The developer of the Yamal LNG plant in Siberia is seeking to be on a par with global majors Royal Dutch Shell and Total in a global push to expand into electricity. Novatek will in the long run consider joint ventures to take the next step from gas to power and help nations such as India clean their air, according to chief financial officer Mark Gyetvay.

“There are still billions of people on this planet that don’t have access to power, so we may need eventually to look further downstream, we may need in the future to partner up with other potential projects to bring power, so take it from gas to power,” Mr Gyetvay said in London. “That may be one of the options for Novatek to pursue in the future.”

The world’s biggest energy companies will gather at the LNG2019 conference in Shanghai next week amid increasing pressure from investors to protect their business from a shift to lower-emission fuels. While many nations favour renewables as they seek to combat air pollution, gas is a cleaner alternative to coal to address the intermittent nature of power from solar and wind.

As a first step, Novatek has already teamed up with Siemens to explore co-operation in areas including LNG supply and power generation.

For LNG producers, investments in gas and power infrastructure in regions that offer significant demand potential helps secure an outlet for the supply from their multibillion-dollar liquefaction projects. At a time of fierce competition among global LNG producers, having a customer secured through mechanisms such as an integrated gas-to-power project is a boon. Many nations in Asia and Africa lack infrastructure and need outside investment.

China’s unprecedented drive to switch from coal to gas and become the world’s second-biggest LNG importer demonstrates that “the push to clean air has already begun,” Mr Gyetvay said. India and markets in South East Asia are expected to follow.

“The exciting element is what potentially the Indian market has to offer,” Mr Gyetvay said. “It is still 40 to 45 per cent coal, it offers tremendous opportunities, Africa is a continent that is developing and needs gas. A lot of these former export countries, like the Middle East, are now moving toward gas.”

Spot LNG has crashed almost 50 per cent since the start of the year to $4.6 a million British thermal units, and lower prices are seen as a trigger for demand in nations that would otherwise opt for dirtier coal or oil.

“LNG companies with a significant amount of spot exposure have the most to lose from weak spot prices in 2019,” Sanford C Bernstein & Co analyst Neil Beveridge said March 26 in a note. The New York-based researcher sees prices returning to $8 a million Btu by the next northern hemisphere winter.

Mr Gyetvay is unfazed by what he sees as a “very, very short window of lower prices” due to the multi-decade nature of LNG projects.

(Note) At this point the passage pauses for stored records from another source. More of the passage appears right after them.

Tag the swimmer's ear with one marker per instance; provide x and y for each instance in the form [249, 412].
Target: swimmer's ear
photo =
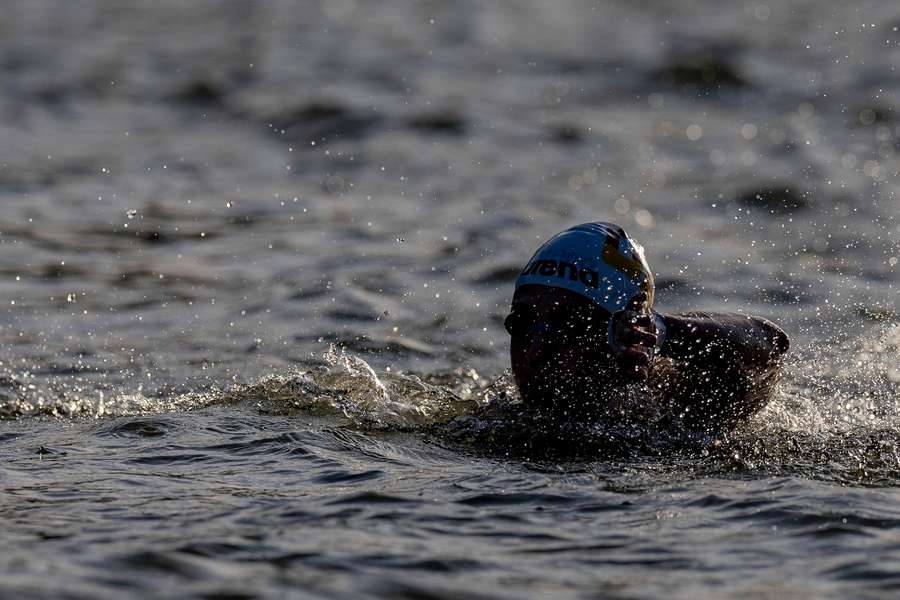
[638, 302]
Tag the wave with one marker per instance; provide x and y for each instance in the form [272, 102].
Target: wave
[836, 413]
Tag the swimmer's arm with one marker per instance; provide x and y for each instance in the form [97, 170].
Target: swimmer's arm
[725, 340]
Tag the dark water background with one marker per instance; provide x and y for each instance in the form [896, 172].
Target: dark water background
[255, 256]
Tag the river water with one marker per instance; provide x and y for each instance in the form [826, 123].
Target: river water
[255, 258]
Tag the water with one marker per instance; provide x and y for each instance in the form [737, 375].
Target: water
[255, 257]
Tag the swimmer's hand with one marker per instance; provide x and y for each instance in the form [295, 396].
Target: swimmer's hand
[633, 338]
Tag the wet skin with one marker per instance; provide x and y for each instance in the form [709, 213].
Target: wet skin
[725, 365]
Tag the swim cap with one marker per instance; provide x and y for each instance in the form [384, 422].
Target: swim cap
[597, 260]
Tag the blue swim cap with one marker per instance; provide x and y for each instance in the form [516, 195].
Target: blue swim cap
[597, 260]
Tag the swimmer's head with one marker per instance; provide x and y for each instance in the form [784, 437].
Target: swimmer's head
[596, 260]
[561, 310]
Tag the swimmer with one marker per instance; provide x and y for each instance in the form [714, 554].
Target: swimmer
[583, 332]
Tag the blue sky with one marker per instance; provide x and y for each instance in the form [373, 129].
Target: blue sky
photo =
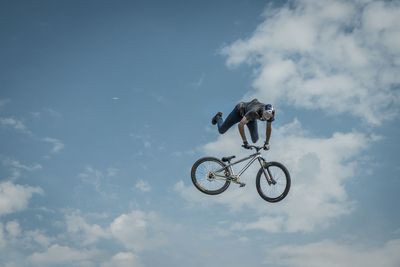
[105, 106]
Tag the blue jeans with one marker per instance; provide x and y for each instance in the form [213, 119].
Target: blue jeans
[233, 118]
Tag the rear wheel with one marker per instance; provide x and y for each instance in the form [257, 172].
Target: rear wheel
[273, 192]
[206, 176]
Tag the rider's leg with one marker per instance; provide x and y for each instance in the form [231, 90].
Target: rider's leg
[233, 118]
[252, 125]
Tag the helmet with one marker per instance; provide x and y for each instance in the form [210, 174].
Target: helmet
[269, 108]
[268, 111]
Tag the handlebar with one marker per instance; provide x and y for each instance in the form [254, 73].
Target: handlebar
[258, 148]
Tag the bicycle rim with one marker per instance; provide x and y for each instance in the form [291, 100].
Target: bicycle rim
[204, 176]
[273, 192]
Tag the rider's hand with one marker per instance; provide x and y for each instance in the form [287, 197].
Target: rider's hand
[266, 146]
[246, 145]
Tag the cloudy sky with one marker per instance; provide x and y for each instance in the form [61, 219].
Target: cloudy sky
[105, 106]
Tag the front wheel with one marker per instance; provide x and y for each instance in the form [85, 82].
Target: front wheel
[209, 175]
[276, 191]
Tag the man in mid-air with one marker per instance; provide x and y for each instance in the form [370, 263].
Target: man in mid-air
[247, 113]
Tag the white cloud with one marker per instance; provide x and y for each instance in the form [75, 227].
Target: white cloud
[334, 254]
[14, 123]
[319, 169]
[57, 144]
[338, 56]
[87, 233]
[16, 167]
[63, 255]
[139, 230]
[123, 259]
[143, 186]
[15, 197]
[13, 229]
[99, 180]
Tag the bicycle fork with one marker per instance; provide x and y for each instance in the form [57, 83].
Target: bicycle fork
[267, 173]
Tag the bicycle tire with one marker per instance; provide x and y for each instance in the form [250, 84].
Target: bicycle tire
[261, 175]
[196, 179]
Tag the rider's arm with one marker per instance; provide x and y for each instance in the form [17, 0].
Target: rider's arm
[241, 125]
[268, 131]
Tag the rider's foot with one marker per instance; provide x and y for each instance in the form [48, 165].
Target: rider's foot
[216, 118]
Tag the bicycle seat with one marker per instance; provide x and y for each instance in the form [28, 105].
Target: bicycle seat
[227, 159]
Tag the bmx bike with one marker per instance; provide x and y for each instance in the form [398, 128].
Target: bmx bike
[213, 176]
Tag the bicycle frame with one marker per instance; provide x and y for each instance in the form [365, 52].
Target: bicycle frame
[253, 157]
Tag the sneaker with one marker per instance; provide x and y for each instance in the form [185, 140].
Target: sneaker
[216, 118]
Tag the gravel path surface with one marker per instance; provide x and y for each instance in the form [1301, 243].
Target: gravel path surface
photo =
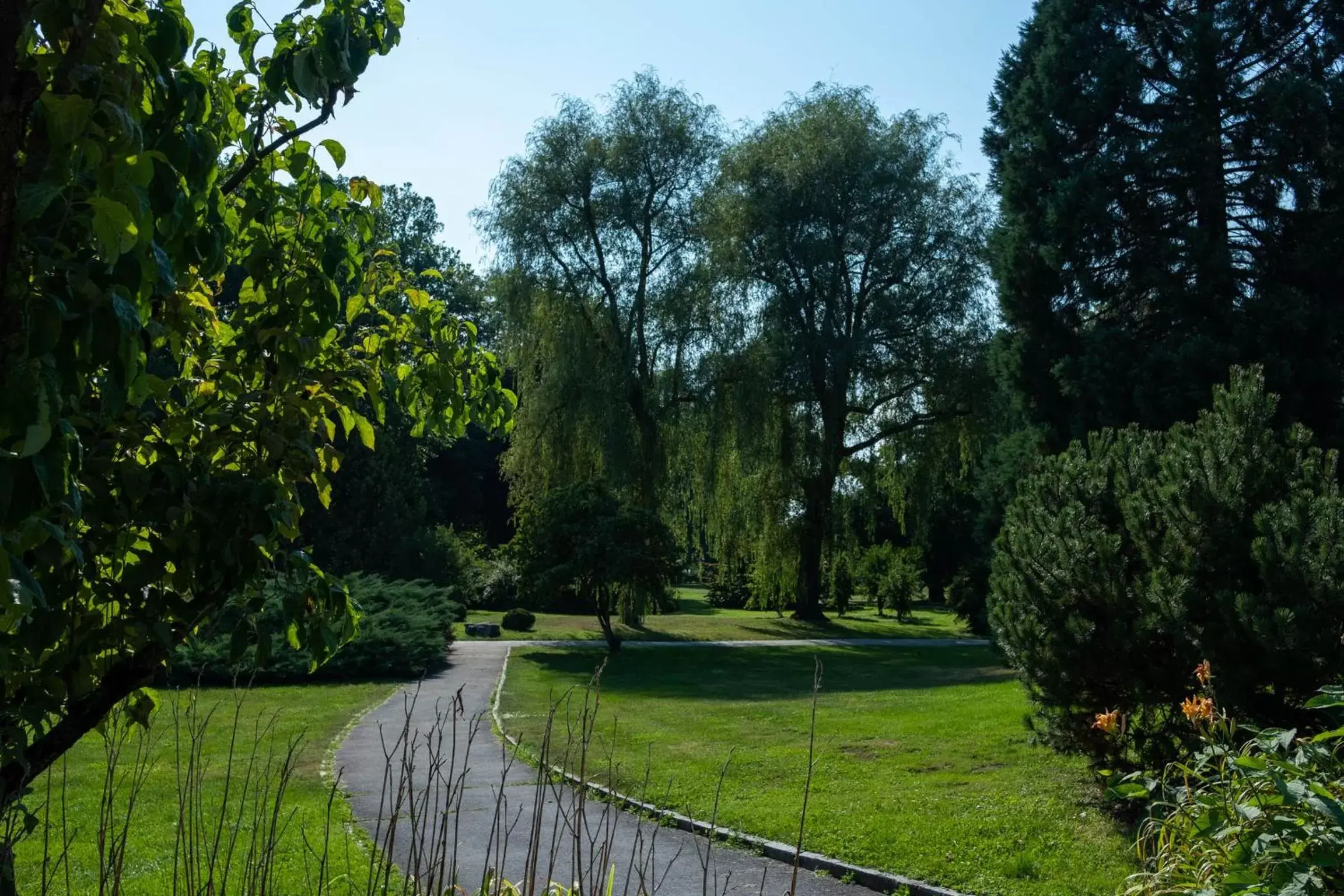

While on a short-term basis, there will be impact on profitability, most of Yamal LNG’s contracts are linked to crude, diluting the impact of spot price dynamics, he said.

“If the prices stay lower for a period of time, that may open up the market for us,” Mr Gyetvay said. “We are not really worried about it.”

Yamal LNG’s first production line, or train, has now switched to supplies under its long-term, oil-linked contracts, and Train 2 is starting to, he said. Train 3 started a year ahead of schedule, and its early volumes are sold on a spot basis, as is typical for new LNG plants.

That flow of uncommitted volumes is spilling into European markets, making Russia the biggest supplier of LNG into north-west European markets this year. That dynamic is helped by the plunging economics of sending a cargo from the Atlantic region to Asia after the typical premium nations such as Japan, South Korea and China pay for spot LNG disappeared.

“Europe has been a stronger market, so we are able to deliver cargoes to the European market,” Mr Gyetvay said.

“Another thing we can do is look at early nominations for contracted volumes so we are asking the buyers to step up on early nominations on their particular long-term contracts.”